Are independents by nature centrists?Some of you folks are out of your fucking mind. It's like you haven't learned the lesson of Trump or the Tea Party.
Let's be very clear the sequence of events of how Trump won.
(1) John McCain runs for President in 2008. John McCain loses. John McCain gets blamed for not being conservative enough.
(2) Tea Party rises in 2010. Republicans sweep control over the house. Party Purity tests become a more normalized thing. Doctrinaire adherence to the ideas is expected.
(3) Mitt Romney overcomes a very conservative field in 2012. Loses still. Gets blamed for not being conservative enough. Republicans say "the only way we can win is if we mobilize the base".
(4) Trump runs for President against the Party Purity All-Star team. And beats them handily despite straying wildly off party doctrine.
(5) Trump wins against Hillary by flipping Obama voters and getting first time independents.
(Endpoint) President Trump says, a week ago at his Press conference, the policy of his administration is "fair trade, not free trade", which is anti-Conservative.
So Democrats... liberals... are you paying the hell attention? Party purity does not work in a country where independents and centrist voters hugely out number liberals and conservatives. Our politics may be polarized but the bulk of the nation is politically flexible.

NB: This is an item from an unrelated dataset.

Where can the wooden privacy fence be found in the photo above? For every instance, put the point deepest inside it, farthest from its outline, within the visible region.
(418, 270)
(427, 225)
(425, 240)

This shift-left crap some of you are pushing: let's be clear what it is that you're doing. You're trying to opportunistically shove an agenda down the throat of a party not because you think it can win, but because you want your ideals reflected. That is now how coalitions work at all. And it certainly won't work in a country that, as you can see above, just gave a very straightforward example of how doctrinaire politics fails in the face of third-way flexibility.